The email, which was sent on Monday afternoon, Oct. 21, by a high-ranking Sheriff’s Department official to supervisors and others in the department who perform those evaluations reads: “Attention Detention, Court Services and Transportation Supervisors …The following is the procedure that Sheriff Danny H. Rogers wants us to follow when completing our Halogen Evaluations…. Give all 5’s to everyone.”

That email goes on to state: “The supervisor should make positive comments and write about what their employees have accomplished this past year. You should cite specific incidents/accomplishments or notable activities during the year in an effort to provide positive feedback. If the employee has deficiencies or needs to work on their performance, the supervisor should discuss those with the employee and provide guidance on ways for improvement during their evaluation meeting and sign off. The supervisor should keep an internal document on deficiencies and needed improvements.”

When the Rhino Times informed some county directors and other county officials of the directive, many stated it was highly unfair to county employees – including to truly good performers in the Sheriff’s Department.

“A 5 basically walks on water,” one said, adding that top scores usually require very solid justification.

The scores of 5 will also mean that the Sheriff’s Department employees get the top amount of money available from the county’s merit pool – which is distributed based on employee performance as rated in the evaluations.

Jim Secor, the attorney for the Sheriff’s Department who currently acts as the spokesperson for the department as well, provided some extensive comments at the time he responded to the Rhino Times request for the email.

“Sheriff Rogers feels the Level 5 (out of 5) grade is justified as our Deputies and Detention Officers have continued to work tirelessly despite staffing shortages,” Secor wrote. “Those staffing issues were present when the Sheriff and his Administration took office last year and have persisted.”

Recently, the number of vacancies in the department hit nearly 100, a huge number for a department that has about 640 employees.

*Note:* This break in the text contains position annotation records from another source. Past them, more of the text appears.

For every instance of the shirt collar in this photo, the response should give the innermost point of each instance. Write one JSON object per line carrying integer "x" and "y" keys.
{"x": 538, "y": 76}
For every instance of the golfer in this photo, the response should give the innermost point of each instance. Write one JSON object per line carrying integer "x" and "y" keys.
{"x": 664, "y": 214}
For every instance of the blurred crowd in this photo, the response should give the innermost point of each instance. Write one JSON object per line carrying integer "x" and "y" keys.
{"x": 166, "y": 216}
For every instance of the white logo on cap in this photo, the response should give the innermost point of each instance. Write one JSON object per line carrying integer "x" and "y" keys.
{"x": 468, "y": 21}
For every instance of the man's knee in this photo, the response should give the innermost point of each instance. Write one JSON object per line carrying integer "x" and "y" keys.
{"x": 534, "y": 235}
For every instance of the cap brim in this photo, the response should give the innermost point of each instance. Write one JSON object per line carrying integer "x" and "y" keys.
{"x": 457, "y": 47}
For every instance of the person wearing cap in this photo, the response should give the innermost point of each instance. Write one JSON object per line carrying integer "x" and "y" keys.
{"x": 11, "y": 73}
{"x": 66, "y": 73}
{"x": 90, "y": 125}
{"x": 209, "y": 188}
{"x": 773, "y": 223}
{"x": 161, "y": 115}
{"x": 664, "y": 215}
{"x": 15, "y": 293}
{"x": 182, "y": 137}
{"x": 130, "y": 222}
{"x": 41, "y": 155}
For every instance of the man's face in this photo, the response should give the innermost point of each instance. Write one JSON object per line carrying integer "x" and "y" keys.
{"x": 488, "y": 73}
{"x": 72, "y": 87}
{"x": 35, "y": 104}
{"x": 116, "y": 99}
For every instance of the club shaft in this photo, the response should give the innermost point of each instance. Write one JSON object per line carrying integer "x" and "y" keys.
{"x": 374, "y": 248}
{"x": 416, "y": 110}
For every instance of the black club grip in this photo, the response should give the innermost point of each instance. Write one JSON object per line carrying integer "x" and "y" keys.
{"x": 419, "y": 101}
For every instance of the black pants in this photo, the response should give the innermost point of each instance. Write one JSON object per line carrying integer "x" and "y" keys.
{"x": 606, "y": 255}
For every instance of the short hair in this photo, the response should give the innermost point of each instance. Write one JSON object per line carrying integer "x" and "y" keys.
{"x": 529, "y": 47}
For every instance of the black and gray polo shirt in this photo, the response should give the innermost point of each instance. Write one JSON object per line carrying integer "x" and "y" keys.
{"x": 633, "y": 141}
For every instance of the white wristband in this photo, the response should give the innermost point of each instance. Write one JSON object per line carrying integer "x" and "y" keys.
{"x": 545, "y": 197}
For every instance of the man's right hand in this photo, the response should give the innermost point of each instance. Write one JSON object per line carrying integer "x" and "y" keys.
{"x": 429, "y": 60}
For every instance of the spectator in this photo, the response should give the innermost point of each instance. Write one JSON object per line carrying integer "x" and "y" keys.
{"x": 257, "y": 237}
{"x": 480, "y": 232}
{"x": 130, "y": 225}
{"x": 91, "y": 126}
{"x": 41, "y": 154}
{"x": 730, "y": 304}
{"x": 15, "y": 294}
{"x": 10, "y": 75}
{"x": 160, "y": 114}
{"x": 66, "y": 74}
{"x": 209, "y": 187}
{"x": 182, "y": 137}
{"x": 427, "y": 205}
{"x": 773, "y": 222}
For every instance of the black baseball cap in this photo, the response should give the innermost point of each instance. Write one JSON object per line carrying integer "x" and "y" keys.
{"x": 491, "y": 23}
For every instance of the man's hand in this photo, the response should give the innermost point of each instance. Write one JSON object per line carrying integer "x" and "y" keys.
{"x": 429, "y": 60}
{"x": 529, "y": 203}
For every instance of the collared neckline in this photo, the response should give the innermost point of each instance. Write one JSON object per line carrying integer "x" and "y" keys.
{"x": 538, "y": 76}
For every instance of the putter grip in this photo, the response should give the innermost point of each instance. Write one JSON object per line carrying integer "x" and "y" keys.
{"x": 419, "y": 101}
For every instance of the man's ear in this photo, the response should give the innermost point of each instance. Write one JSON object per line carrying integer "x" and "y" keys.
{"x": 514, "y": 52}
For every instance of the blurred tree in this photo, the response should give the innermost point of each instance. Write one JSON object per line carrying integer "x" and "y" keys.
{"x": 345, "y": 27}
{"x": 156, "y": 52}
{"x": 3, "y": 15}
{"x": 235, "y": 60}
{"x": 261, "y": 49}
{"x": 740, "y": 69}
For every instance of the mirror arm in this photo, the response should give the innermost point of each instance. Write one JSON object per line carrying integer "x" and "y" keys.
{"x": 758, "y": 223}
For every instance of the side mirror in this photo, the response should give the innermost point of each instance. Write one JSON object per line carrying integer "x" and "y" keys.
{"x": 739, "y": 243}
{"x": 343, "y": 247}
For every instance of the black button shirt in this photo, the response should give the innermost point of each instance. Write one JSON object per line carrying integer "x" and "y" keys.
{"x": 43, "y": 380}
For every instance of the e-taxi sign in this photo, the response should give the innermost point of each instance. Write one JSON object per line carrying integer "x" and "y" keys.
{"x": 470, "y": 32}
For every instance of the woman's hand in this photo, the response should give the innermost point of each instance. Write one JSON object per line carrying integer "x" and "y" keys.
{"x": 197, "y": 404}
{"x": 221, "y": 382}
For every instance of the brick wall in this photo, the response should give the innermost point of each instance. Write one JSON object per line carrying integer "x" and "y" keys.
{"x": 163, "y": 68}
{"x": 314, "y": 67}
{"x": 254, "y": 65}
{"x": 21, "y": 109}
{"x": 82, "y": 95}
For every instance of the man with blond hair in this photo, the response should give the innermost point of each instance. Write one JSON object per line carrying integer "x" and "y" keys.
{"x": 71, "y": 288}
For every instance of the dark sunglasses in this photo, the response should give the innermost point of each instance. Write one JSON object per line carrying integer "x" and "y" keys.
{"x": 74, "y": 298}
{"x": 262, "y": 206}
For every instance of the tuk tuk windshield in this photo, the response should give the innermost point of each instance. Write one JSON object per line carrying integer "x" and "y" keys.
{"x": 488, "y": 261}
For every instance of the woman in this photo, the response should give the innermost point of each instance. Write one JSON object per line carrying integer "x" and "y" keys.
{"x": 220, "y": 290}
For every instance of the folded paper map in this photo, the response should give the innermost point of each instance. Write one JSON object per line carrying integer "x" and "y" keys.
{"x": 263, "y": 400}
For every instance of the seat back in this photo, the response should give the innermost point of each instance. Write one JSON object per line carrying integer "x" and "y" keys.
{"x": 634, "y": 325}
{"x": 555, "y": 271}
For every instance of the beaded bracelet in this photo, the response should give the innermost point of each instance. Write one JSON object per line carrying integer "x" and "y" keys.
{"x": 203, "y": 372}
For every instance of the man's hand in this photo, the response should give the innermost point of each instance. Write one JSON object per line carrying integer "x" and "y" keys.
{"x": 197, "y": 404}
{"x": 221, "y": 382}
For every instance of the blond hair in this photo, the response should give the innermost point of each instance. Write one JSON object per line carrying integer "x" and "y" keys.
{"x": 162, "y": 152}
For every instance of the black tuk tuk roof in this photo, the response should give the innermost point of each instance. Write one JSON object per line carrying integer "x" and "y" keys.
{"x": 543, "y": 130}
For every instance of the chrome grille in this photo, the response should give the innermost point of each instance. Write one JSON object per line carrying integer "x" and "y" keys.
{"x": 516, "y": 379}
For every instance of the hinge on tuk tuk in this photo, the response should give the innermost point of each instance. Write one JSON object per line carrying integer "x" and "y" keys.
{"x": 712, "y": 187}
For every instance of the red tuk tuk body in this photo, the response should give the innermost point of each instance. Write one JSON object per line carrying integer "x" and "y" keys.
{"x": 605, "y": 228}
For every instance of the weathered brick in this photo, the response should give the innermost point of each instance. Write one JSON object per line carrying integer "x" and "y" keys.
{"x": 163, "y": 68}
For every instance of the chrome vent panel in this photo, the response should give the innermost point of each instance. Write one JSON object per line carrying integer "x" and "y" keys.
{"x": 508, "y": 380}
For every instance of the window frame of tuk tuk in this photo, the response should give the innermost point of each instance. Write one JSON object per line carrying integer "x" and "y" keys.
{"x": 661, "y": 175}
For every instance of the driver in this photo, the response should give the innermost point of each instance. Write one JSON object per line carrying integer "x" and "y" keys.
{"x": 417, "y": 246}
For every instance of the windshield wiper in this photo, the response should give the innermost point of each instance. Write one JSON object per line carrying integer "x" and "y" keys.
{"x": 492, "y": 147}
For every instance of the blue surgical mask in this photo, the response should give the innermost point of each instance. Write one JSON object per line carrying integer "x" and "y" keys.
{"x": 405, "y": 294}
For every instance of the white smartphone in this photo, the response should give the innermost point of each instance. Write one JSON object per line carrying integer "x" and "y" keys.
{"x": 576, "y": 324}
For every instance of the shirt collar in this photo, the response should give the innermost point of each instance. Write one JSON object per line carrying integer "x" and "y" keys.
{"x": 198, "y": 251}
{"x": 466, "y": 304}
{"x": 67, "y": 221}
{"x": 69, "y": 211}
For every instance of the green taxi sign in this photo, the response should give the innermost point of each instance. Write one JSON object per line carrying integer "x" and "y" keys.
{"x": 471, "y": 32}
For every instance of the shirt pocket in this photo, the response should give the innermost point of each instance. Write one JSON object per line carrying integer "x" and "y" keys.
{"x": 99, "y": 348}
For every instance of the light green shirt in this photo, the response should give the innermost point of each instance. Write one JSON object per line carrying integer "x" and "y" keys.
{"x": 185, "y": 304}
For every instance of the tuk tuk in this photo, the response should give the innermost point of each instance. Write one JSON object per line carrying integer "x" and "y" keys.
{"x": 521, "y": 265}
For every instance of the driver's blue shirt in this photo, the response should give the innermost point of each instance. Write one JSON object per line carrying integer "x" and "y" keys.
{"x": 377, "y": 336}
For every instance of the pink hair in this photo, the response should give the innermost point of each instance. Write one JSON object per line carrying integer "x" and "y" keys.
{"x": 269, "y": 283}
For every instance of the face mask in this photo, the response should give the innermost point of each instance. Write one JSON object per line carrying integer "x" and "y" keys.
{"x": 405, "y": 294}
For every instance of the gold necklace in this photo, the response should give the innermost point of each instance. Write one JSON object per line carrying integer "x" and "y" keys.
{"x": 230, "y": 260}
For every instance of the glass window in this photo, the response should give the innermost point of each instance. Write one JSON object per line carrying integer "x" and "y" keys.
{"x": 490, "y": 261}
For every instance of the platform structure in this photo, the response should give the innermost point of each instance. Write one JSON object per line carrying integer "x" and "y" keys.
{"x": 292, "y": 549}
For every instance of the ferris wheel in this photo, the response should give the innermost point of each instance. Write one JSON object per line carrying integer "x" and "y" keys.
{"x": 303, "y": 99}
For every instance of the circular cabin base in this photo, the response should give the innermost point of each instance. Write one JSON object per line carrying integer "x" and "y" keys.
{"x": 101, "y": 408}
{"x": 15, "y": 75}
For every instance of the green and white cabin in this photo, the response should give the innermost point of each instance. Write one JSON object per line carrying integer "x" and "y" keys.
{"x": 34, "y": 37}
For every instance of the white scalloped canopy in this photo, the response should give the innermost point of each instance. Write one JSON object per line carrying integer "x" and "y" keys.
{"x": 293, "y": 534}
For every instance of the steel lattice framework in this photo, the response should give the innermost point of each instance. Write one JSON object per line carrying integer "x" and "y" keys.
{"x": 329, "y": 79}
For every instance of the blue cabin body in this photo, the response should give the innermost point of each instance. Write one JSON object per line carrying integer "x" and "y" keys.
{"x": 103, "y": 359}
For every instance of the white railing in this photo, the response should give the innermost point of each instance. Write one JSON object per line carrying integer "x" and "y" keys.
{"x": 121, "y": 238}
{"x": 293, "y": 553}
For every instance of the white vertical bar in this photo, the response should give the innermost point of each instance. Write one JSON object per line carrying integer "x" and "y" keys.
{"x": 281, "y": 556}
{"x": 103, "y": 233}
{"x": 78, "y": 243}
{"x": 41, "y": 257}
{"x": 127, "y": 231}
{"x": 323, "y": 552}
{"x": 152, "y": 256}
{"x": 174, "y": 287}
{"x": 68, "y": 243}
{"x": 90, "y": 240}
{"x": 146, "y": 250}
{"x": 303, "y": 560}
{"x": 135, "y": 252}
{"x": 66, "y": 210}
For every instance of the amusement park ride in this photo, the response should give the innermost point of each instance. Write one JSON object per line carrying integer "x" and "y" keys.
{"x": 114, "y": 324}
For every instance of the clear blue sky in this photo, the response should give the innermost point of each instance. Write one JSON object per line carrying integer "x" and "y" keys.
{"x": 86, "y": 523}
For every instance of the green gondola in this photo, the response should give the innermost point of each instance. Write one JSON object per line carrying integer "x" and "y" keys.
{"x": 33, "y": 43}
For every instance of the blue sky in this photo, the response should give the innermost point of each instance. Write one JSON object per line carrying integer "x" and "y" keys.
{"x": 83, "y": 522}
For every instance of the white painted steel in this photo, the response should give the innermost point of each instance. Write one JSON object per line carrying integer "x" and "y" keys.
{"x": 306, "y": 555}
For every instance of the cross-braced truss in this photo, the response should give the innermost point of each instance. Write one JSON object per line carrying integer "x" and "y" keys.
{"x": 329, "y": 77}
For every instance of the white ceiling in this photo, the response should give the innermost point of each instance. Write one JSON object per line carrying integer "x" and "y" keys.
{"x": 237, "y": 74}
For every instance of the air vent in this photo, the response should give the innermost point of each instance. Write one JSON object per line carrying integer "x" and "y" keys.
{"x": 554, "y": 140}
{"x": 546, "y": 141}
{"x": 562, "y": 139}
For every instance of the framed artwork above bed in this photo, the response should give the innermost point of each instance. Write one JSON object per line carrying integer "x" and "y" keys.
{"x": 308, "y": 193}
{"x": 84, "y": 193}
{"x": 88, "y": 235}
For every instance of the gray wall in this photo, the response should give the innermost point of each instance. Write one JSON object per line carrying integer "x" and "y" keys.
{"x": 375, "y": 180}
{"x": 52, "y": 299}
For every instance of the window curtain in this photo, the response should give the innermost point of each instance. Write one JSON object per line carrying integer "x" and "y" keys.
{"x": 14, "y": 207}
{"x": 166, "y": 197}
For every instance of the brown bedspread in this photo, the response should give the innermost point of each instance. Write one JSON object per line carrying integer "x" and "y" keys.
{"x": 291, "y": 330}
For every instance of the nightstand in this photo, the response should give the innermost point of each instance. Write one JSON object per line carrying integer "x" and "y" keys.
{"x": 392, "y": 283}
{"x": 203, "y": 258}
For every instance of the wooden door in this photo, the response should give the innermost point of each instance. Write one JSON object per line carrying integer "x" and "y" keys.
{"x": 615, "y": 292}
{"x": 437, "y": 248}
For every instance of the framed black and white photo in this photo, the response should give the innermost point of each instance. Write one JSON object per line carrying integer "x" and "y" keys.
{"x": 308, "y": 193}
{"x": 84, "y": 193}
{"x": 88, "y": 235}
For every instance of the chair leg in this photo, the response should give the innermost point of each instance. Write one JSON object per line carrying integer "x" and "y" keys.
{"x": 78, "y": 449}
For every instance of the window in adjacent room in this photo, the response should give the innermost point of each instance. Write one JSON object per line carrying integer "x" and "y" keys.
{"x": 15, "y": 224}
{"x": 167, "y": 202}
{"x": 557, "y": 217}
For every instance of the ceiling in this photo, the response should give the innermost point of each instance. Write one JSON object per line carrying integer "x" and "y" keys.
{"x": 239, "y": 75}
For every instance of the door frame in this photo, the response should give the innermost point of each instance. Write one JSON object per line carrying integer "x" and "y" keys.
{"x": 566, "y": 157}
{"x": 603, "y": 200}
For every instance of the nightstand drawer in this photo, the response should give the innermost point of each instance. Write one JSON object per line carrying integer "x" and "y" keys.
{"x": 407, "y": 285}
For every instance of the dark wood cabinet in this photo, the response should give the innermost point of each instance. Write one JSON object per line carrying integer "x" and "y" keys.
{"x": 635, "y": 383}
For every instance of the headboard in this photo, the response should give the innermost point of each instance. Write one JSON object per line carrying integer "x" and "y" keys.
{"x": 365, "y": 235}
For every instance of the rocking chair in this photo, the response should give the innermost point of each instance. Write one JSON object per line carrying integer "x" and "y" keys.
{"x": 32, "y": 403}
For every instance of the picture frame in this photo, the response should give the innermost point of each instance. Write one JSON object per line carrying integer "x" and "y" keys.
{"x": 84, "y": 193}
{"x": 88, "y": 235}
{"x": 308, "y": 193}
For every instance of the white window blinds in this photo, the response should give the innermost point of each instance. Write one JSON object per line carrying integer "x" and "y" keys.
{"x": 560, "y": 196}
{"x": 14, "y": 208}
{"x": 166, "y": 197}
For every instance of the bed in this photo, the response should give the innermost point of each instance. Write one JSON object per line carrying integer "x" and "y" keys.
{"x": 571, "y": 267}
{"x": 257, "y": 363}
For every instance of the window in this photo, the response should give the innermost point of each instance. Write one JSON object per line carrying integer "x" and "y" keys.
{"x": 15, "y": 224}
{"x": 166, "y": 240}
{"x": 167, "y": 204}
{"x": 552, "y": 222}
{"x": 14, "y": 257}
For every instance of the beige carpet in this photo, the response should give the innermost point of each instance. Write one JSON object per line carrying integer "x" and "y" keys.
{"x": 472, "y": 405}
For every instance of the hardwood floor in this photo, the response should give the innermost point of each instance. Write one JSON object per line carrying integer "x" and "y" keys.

“With respect to our Detention Staff,” he added, “they have been performing ‘mandatory overtime’ so that we can continue to maintain 24/7 staffing at the two Jails. Our sworn Deputies and unsworn Detention ranks both deserve great praise. With the two shooting incidents that took place this month, the focus was on our Deputies and rightfully so. Our Detention Officers do, however, perform equally dangerous work under equally difficult circumstances inside our two Jails and on a daily basis. Although their efforts are often overlooked by the media and the public, the reality is that our Detention Officers play a critical role in keeping our citizens safe because without those Officers, we would have more dangerous criminals out in the community.”

Secor continued: “For the foregoing reasons, which are far too briefly stated to do justice to our employees, Sheriff Rogers firmly believes that our Deputies and Detention Officers have more-than-earned the ‘5 out of 5’ rating on their annual performance evaluations. Those well-deserved high scores, will enable our employees to compete successfully for merit raises under the County’s pay system. Without those pay increases, we risk more employee attrition. Starting salaries for Deputies and Detention Officers with a high school diploma (and no other pay incentives for college degrees or military service) are presently just $38,750.00 and $37,200.00 per year, respectively. That averages out to just $38,000.00 a year – and that is under the County’s new paygrade system. As such, keeping our people competitive for pay increases is just plain common sense.”

According to Secor, that is just $38,000 a year for the men and women who put on a uniform and a badge and take on the risks that deputies and detention officers face each day in order to keep the public safe.

“If there are any critics of the grading system outlined in the attached email,” he wrote, “perhaps they should each be asked if they would accept that same level of responsibility and same level of risk for just $38,000.00 a year. My bet is that you would receive few affirmative responses.”

Secor concludes by addressing concerns that this means a “free pass” for Sheriff’s Department employees.

“Lastly, some may criticize this grading process as a free pass. To do so, however, overlooks the second paragraph in Major Maynard’s email which makes it clear that supervisors will avoid using general platitudes in writing employee evaluations. Instead, Sheriff Rogers has directed GCSO supervisors to describe specific accomplishments by our employees when their preparing annual performance evaluations. Furthermore, the attached email clearly states that GCSO supervisors are not to overlook or ignore deficiencies in an employee’s performance, but rather to document those issues in writing and to counsel our Deputies and Detention Officers as to how to correct those deficiencies and how to become even better performers of their important roles in the Guilford County community.”